The first step in the evaluate phase is to agree the success criteria, which should be based on the wants & needs of users and other stakeholders that were identified within the Explore phase. These criteria are then used to plan and summarise the user testing and expert appraisals.
This page describes the activities within the Evaluate phase of the Inclusive Design Wheel, and explains how they apply to inclusive design of transport services.
On this page
Agree success criteria
It is important to consider the question ‘what does success look like?’, for an inclusive transport service. It may be helpful to use the framework shown opposite to ensure that a wide range of success criteria are considered, covering:
- People criteria: user experience and social impact.
- Profit criteria: costs and revenues, technical risk and commercial business risk.
- Planet criteria: depletion of scarce resources, energy use and waste impacts.
Furthermore, the success criteria should be holistic with respect to the whole life-cycle of the service, which can be described as follows:
- Define strategy
- Design & Trial
- Ramp-up & Promote
- Maintain & Improve
- Ramp-down & Decommission
The success criteria should be specific and measurable, and should represent the wants & needs that were identified in the Explore phase. For example, the proportion of passengers using wheelchairs relates to the need for people with wheelchairs to board the bus independently. This would be an example of a user-experience related criteria that could be measured throughout the life-cycle of a more accessible bus service.
Gather user feedback
User feedback can be obtained at different levels of formality and detail, using methods such as:
- Contextual enquiry
- Focus groups
- User trials
Within the evaluate phase, these methods might be used to gain insights on the proposed design solutions, which may be embodied through storyboards or prototypes. Note that many of the same methods might have been used in the Explore phase to help understand how users behave with existing solutions.
Initial user feedback may be obtained within a co-creation workshop, as part of the co-design process. See the page about co-design for more detail.
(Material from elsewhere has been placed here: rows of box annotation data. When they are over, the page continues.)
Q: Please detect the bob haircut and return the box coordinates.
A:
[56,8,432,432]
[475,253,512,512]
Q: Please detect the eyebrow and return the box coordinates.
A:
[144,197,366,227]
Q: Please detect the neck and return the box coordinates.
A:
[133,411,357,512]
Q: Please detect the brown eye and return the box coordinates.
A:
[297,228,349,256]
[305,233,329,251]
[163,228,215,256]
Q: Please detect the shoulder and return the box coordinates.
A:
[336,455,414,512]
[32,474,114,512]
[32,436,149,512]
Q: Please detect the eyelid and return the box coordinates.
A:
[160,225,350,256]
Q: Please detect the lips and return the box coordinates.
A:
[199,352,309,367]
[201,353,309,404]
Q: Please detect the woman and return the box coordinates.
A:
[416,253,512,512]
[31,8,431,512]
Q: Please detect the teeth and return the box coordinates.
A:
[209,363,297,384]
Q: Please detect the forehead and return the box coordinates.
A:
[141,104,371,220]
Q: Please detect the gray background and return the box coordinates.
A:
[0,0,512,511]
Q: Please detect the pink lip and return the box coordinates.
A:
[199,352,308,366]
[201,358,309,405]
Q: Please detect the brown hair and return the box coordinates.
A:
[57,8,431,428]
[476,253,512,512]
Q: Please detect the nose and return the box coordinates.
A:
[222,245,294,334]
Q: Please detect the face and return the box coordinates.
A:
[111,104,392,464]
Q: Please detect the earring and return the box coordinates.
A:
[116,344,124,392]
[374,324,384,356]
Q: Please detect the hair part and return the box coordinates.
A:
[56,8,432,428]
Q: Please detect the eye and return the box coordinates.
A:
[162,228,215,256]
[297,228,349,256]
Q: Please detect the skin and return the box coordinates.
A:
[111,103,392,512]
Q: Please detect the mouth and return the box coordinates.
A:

Whenever users are involved, the page about ethical considerations will be relevant (e.g consent, privacy and GDPR).
Later in the project, formal user trials should be planned to objectively compare the performance of the proposed solution with an existing benchmark.
Whenever user feedback is gathered, it’s important to consider whether the stakeholders that are planning or conducting the activities have a vested interest in achieving a particular outcome, and whether this could skew the results. The output from Understanding user diversity (within the Explore phase) should be used to inform the sampling for the user evaluation. The design of experiment should also be independently reviewed to identify and mitigate any potential bias.
Example of user feedback from one of the DIGNITY pilot projects (Ancona). More examples like this are available within the Inclusive design log for transport.
- James Hom’s Usability Methods Toolbox website has a section on Usability testing which provides more information on objective user tests.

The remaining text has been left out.